Baruch Spinoza (1632 – 1677)

Son of Portuguese Jewish parents who fled the Inquisition to the tolerant metropolis of Amsterdam. Baruch was born into the Amsterdam Jewish community, but rejected its dogmatism. As a philosopher, he was considered to be a rationalist since he believed that God and nature obeyed the same underlying rules. He earned his living grinding and polishing lenses that were highly prized by his neighbour Huygens and others.

Hugo de Groot (1583 – 1645)

A lawyer, also known as Grotius, who laid the foundations for international law and was the author of the Freedom of the Seas (Mare Liberum) based on the right of unhindered seafaring. His statue is located in the Market square in Delft. De Groot was imprisoned for his call for the separation of church and state and managed to escape from Castle Loevestein hidden in a book chest. De Groot’s father conducted a gravitational experiment in Delft with Simon Stevin.

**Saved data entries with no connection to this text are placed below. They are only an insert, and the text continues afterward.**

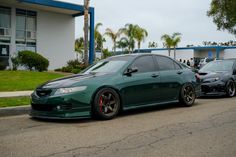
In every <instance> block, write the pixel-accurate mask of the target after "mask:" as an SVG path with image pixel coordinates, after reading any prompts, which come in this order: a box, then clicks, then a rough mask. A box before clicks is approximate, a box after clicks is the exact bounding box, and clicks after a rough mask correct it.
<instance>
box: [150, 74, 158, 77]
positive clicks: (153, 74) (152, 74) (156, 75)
mask: <svg viewBox="0 0 236 157" xmlns="http://www.w3.org/2000/svg"><path fill="white" fill-rule="evenodd" d="M158 76H159V75H158V74H152V75H151V77H153V78H156V77H158Z"/></svg>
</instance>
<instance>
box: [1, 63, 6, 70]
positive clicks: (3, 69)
mask: <svg viewBox="0 0 236 157" xmlns="http://www.w3.org/2000/svg"><path fill="white" fill-rule="evenodd" d="M5 69H6V65H5V64H4V63H3V62H1V61H0V70H5Z"/></svg>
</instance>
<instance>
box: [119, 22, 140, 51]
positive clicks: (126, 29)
mask: <svg viewBox="0 0 236 157" xmlns="http://www.w3.org/2000/svg"><path fill="white" fill-rule="evenodd" d="M137 27H138V25H133V24H129V23H128V24H126V25H125V27H124V28H121V29H120V31H121V32H122V33H123V34H124V35H125V36H126V37H127V38H128V40H129V46H128V50H129V53H131V52H133V51H134V48H135V40H134V34H135V30H136V29H137Z"/></svg>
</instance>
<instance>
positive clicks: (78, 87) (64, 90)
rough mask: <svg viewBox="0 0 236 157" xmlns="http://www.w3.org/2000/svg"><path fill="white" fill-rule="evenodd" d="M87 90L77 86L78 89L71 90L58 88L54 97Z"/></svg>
mask: <svg viewBox="0 0 236 157" xmlns="http://www.w3.org/2000/svg"><path fill="white" fill-rule="evenodd" d="M86 89H87V86H79V87H72V88H59V89H57V90H56V92H55V93H54V95H60V94H68V93H73V92H80V91H84V90H86Z"/></svg>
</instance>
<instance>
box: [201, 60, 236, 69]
mask: <svg viewBox="0 0 236 157" xmlns="http://www.w3.org/2000/svg"><path fill="white" fill-rule="evenodd" d="M233 64H234V62H233V61H215V62H210V63H208V64H206V65H205V66H204V67H202V69H201V71H230V70H232V67H233Z"/></svg>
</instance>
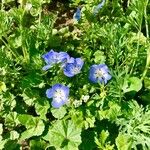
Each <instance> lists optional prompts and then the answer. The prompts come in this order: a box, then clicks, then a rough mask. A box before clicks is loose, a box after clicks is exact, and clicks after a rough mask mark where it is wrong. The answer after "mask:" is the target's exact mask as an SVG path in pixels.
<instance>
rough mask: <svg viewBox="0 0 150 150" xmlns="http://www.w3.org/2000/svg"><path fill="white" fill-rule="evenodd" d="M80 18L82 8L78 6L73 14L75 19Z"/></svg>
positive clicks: (79, 19) (73, 15)
mask: <svg viewBox="0 0 150 150" xmlns="http://www.w3.org/2000/svg"><path fill="white" fill-rule="evenodd" d="M80 18H81V10H80V8H77V11H76V12H75V13H74V15H73V19H75V20H77V21H79V20H80Z"/></svg>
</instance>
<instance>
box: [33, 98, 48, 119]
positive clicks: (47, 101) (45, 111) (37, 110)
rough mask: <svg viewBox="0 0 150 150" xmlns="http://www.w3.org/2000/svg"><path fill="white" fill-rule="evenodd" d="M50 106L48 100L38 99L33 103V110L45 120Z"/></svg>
mask: <svg viewBox="0 0 150 150" xmlns="http://www.w3.org/2000/svg"><path fill="white" fill-rule="evenodd" d="M49 108H50V105H49V102H48V101H47V100H46V99H42V98H41V99H40V100H39V102H38V103H36V104H35V111H36V113H37V114H38V115H40V118H41V119H44V120H46V114H47V110H48V109H49Z"/></svg>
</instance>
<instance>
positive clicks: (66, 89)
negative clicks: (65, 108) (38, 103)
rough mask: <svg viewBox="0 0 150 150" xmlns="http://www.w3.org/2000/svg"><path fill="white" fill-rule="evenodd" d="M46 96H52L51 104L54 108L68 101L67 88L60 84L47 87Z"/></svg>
mask: <svg viewBox="0 0 150 150" xmlns="http://www.w3.org/2000/svg"><path fill="white" fill-rule="evenodd" d="M46 96H47V97H48V98H52V103H51V104H52V106H53V107H54V108H59V107H61V106H62V105H64V104H66V103H67V102H68V96H69V88H68V87H67V86H64V85H62V84H55V85H53V86H52V88H50V89H47V91H46Z"/></svg>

Simon Stevin (1548 – 1620)

Hugo de Groot wrote that Stevin discovered the various movements of the Earth. The experiment that his father conducted with Stevin played a role in this. By dropping two lead balls of very different weights from a church tower (probably the Nieuwe Kerk) that landed on a wooden platform at exactly the same time, the mathematician and military engineer discovered that gravitational acceleration is independent of mass. As a result, he wrote his book ‘De Hemelloop’, which supports the Copernican theory that the Earth revolves around the sun. Stevin is also known for devising a transmission system enabling improved land reclamation and for developing a wind-propelled beach carriage, a so-called ‘land-yacht’.